Sull’ultimo numero di Prospettive Sociali e Sanitarie (n° 5 maggio 2012) è ospitato un articolo che presenta un’azione di sistema per conto della Regione Lombardia tesa a valutare gli esiti degli inserimenti lavorativi di persone disabili tramite il voucher “dote inserimento disabili”. Si identificano i criteri per definire una modalità di valutazione che valorizzi le peculiarità dei servizi finalizzati ad inserire nel mercato del lavoro persone i cui bisogni sono particolarmente complessi. Attività molto delicata perché la qualità dell’incontro tra domanda e offerta di persone disabili è fortemente influenzata dalla capacità dell’ente che prende in carico la persona di leggerne i bisogni o di attrezzarsi con un adeguato lavoro di rete per riuscire a farlo.
Ma il lavoro di rete non è una voce rendicontabile nel sistema dote inserimento disabili e questa mancanza obbliga gli enti lombardi a trovare modalità che sopperiscano a questa lacuna. Problema che riguarda in realtà anche gli enti pubblici che gestiscono azioni di governance dell’inserimento lavorativo come nel caso delle province.
Quindi il tema è capire dove reperire le risorse per garantire il lavoro di rete, a fronte di uno scenario che registra come tema dominante la riduzione delle risorse per il welfare.
E’ interessante notare che in una situazione che sembra essere dominata dal pessimismo si aprono invece spiragli fino a poco tempo fa inimmaginabili: per esempio la possibilità di definire sinergie fra enti che si occupano di servizi per l’inserimento del lavoro come i centri per l’impiego (Cpi) e i nuclei di inserimento lavorativo (NIL). I primi appartenenti alle province e i secondi ai comuni o a consorzi si comuni.
Questa collaborazione sarà non solo auspicabile ma diventerà progressivamente obbligatoria tanto più assisteremo ad una riduzione dei finanziamenti per i servizi all’impiego. D’altra parte l’integrazione fra i due enti è possibile perché in molti territori vi è una comunanza nel bacino di riferimento degli utenti in carico.
Inoltre si assiste spesso ad un fenomeno sempre meno sostenibile: la doppia presa in carico di utenti che nel gergo vengono definiti socialmente fragili (donne sole con figli a carico, uomini separati senza lavoro, ecc.) cioè persone senza lavoro, rese fragili dal perdurare della crisi, in difficoltà nel reperimento di una nuova occupazione e quindi a rischio di povertà.
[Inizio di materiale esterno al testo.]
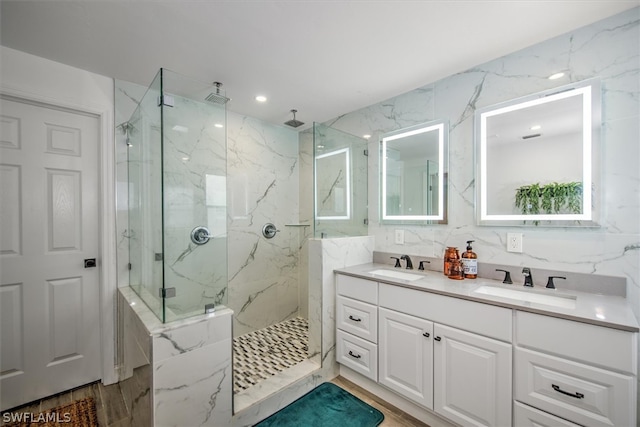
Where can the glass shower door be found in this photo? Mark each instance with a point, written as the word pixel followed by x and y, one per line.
pixel 194 208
Queste persone attualmente sono prese in carico sia dai Cpi che dai NIL i cui operatori raddoppiano gli sforzi per favorirne l’inserimento nel mercato del lavoro.
E’ quindi opportuno chiedersi quali priorità debbano avere nei disegni di programmazione delle province, progetti di integrazione tra politiche del lavoro e politiche sociali per quanto concerne le persone disabili e fragili. Ma lo stesso discorso potrebbe estendersi per altre figure come le persone interessate ad attività di cura della persona (badanti). Diventa necessario porsi il tema di come avviare un efficace lavoro di rete che consenta quantomeno uno scambio di informazioni sull’utente e, sarebbe opportuno, lo sviluppo di protocolli per favorire un’integrazione dei servizi offerti dai Cpi con quelli offerti dai NIL.
Questa potrebbe essere una prima concreta risposta alla crisi e alla riduzione delle risorse per il welfare, migliorando l’efficacia dei servizi verso le persone che cercano lavoro. Non in un futuro remoto ma ora.